L'imprenditoria straniera in Piemonte continua a crescere e a rafforzare il proprio ruolo nel sistema economico regionale.
A fine 2025 si contano oltre 55.000 imprese guidate da stranieri, in aumento del 3% rispetto all'anno precedente, in controtendenza rispetto al calo dell'imprenditoria complessiva.
Dal 2016 la crescita è stata significativa (+33,7%) e porta il peso della componente estera al 13,3% del totale regionale.

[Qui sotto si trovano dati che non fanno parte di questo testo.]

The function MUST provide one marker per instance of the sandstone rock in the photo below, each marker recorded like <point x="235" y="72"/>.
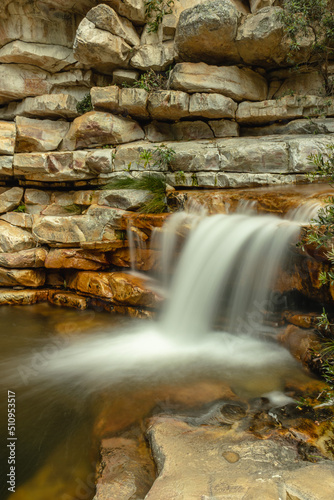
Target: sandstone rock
<point x="191" y="131"/>
<point x="168" y="105"/>
<point x="157" y="57"/>
<point x="10" y="199"/>
<point x="67" y="299"/>
<point x="296" y="83"/>
<point x="126" y="199"/>
<point x="22" y="277"/>
<point x="99" y="48"/>
<point x="52" y="58"/>
<point x="14" y="239"/>
<point x="126" y="469"/>
<point x="22" y="297"/>
<point x="134" y="10"/>
<point x="118" y="288"/>
<point x="224" y="128"/>
<point x="207" y="32"/>
<point x="212" y="106"/>
<point x="106" y="98"/>
<point x="288" y="107"/>
<point x="259" y="39"/>
<point x="97" y="225"/>
<point x="7" y="138"/>
<point x="20" y="81"/>
<point x="159" y="132"/>
<point x="105" y="18"/>
<point x="18" y="219"/>
<point x="52" y="167"/>
<point x="39" y="135"/>
<point x="97" y="129"/>
<point x="128" y="76"/>
<point x="134" y="102"/>
<point x="128" y="157"/>
<point x="233" y="467"/>
<point x="143" y="260"/>
<point x="231" y="81"/>
<point x="295" y="127"/>
<point x="6" y="166"/>
<point x="256" y="5"/>
<point x="303" y="147"/>
<point x="73" y="258"/>
<point x="33" y="257"/>
<point x="44" y="106"/>
<point x="100" y="161"/>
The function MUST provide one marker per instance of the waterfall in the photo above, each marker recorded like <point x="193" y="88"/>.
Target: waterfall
<point x="229" y="260"/>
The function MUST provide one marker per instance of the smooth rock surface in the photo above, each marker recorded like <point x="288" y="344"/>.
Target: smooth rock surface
<point x="14" y="239"/>
<point x="7" y="138"/>
<point x="39" y="135"/>
<point x="231" y="81"/>
<point x="10" y="199"/>
<point x="21" y="277"/>
<point x="96" y="128"/>
<point x="206" y="32"/>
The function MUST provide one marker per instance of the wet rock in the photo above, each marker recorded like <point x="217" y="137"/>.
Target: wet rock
<point x="301" y="343"/>
<point x="126" y="199"/>
<point x="126" y="469"/>
<point x="22" y="297"/>
<point x="212" y="106"/>
<point x="97" y="129"/>
<point x="209" y="473"/>
<point x="14" y="239"/>
<point x="206" y="32"/>
<point x="157" y="57"/>
<point x="10" y="199"/>
<point x="168" y="105"/>
<point x="118" y="288"/>
<point x="52" y="58"/>
<point x="67" y="299"/>
<point x="231" y="81"/>
<point x="33" y="257"/>
<point x="39" y="135"/>
<point x="7" y="138"/>
<point x="100" y="49"/>
<point x="73" y="258"/>
<point x="21" y="277"/>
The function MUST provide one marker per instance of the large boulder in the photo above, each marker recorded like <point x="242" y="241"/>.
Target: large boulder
<point x="100" y="49"/>
<point x="7" y="138"/>
<point x="231" y="81"/>
<point x="207" y="33"/>
<point x="96" y="128"/>
<point x="105" y="18"/>
<point x="10" y="199"/>
<point x="52" y="58"/>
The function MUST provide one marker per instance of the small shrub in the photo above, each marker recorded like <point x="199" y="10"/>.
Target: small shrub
<point x="85" y="105"/>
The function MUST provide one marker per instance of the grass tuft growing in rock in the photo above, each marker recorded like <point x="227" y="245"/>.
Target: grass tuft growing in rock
<point x="148" y="182"/>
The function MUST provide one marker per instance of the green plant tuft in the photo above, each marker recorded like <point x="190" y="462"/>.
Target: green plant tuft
<point x="85" y="105"/>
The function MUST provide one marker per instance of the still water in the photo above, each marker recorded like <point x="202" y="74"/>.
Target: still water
<point x="62" y="402"/>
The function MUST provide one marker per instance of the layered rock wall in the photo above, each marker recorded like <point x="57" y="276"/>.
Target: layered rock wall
<point x="214" y="84"/>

Nel contesto nazionale, il Piemonte si conferma tra le regioni con maggiore presenza di imprese straniere, posizionandosi al sesto posto per incidenza. Questo fenomeno non è solo quantitativo ma anche qualitativo: accanto alla prevalenza di ditte individuali, cresce il numero di società di capitale, segnale di una maggiore strutturazione e solidità. A livello settoriale, l'edilizia resta il comparto principale, seguita da commercio e servizi, mentre il turismo emerge come ambito particolarmente dinamico. Le imprese sono in larga parte guidate da cittadini extra-europei e si concentrano soprattutto nell'area metropolitana di Torino con risultati particolarmente positivi in province come Cuneo e Novara.
"L'imprenditoria straniera si conferma un pilastro strutturale del Piemonte, garantendo vitalità al nostro tessuto produttivo in una fase di contrazione della base tradizionale.